We sat down with Sandy Rattray, co-developer of the VIX and now the CIO of Man Group, to dig further into the seeming disconnect between high geopolitical and other risks and exceptionally low volatility, as well as the potential for popular trading strategies (think passive investing or volatility selling) to exacerbate market reactions to a tail-risk episode. In short, he believes volatility has remained low because some of the mostwatched “tail events” have so far turned out better for markets and economies than many observers expected (think Brexit). While he does not see shifts in trading strategies creating distortions in the market, he cautions that short-vol strategies pose significant risks if not managed appropriately. He strongly believes that the current low-vol environment is not a “new normal,” meaning that investors who aren’t prepared for its eventual end—whether through their asset allocation mix or more direct hedging strategies—are very likely to fare poorly.
We also look into an obvious set of assets tied to geopolitical risk: Defense and Cybersecurity stocks, and gold. GS Aerospace and Defense Analyst Noah Poponak observes a clear relationship between geopolitical escalations and defense spending, but reminds us that the defense budget was already inflecting from its recent trough, a key driver behind his Attractive view on the Defense sector.

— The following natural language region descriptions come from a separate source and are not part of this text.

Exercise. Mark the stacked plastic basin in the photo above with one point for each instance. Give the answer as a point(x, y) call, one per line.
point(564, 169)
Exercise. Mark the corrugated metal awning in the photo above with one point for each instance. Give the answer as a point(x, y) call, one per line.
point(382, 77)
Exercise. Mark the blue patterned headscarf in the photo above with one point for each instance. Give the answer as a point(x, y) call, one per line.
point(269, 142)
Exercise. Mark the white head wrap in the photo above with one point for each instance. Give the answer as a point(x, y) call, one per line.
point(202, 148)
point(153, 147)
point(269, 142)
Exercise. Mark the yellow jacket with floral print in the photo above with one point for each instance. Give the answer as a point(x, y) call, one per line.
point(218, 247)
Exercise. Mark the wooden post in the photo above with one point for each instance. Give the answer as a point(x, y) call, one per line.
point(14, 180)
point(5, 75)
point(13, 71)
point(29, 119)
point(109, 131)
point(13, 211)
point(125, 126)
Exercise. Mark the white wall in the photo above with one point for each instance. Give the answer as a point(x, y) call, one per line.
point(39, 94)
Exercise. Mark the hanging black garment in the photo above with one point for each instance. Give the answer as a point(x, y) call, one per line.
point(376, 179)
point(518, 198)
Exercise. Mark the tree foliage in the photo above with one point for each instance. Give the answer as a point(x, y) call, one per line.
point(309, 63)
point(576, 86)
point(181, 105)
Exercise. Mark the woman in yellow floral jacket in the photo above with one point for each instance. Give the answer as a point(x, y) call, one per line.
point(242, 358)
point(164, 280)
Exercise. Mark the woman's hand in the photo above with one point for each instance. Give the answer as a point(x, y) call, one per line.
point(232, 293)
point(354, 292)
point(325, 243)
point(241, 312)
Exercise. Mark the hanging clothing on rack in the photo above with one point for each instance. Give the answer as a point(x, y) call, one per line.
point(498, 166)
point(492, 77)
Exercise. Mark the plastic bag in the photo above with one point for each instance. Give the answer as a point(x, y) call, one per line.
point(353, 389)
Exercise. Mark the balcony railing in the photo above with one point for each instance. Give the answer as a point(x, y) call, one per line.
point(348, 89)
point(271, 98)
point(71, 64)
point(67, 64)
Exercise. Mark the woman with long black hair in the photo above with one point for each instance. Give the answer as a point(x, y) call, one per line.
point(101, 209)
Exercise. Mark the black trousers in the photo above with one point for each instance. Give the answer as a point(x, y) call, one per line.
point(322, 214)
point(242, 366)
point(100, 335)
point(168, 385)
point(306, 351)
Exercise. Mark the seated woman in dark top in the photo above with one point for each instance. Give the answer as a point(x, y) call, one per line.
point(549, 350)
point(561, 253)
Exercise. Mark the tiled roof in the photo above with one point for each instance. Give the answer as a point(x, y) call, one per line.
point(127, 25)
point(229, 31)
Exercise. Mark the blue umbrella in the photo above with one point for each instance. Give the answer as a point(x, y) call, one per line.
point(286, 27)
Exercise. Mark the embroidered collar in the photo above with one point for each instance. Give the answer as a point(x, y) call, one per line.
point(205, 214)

Security Software Analyst Gabriela Borges highlights two stocks exposed to cyber: FEYE and VRNT. And Jeff Currie and Mikhail Sprogis of GS Commodities Research ask whether gold is truly a good geopolitical hedge. Their answer: It can be if the event involves currency debasement, but implementation is important. This analysis, however, doesn’t take into consideration gold market liquidity itself, which can be crucial when deciding to hedge via physical gold in a vault versus COMEX gold futures. Using a gold futures contract as the basis of the hedge makes the implicit assumption that market liquidity will not be a problem in the realization of a geopolitical event. The importance of liquidity was tested during the collapse of Lehman Brothers in September 2008. Gold prices declined sharply as both traded volumes and open interest on the exchange plummeted. After this liquidity event, investors became more conscious of the physical vs. futures market distinction and began to demand more physical gold or physically-backed ETFs as a hedge against black-swan events. The lesson learned was that if gold liquidity dries up along with the broader market’s, so does your hedge—unless it is physical gold in a vault, the true “hedge of last resort.”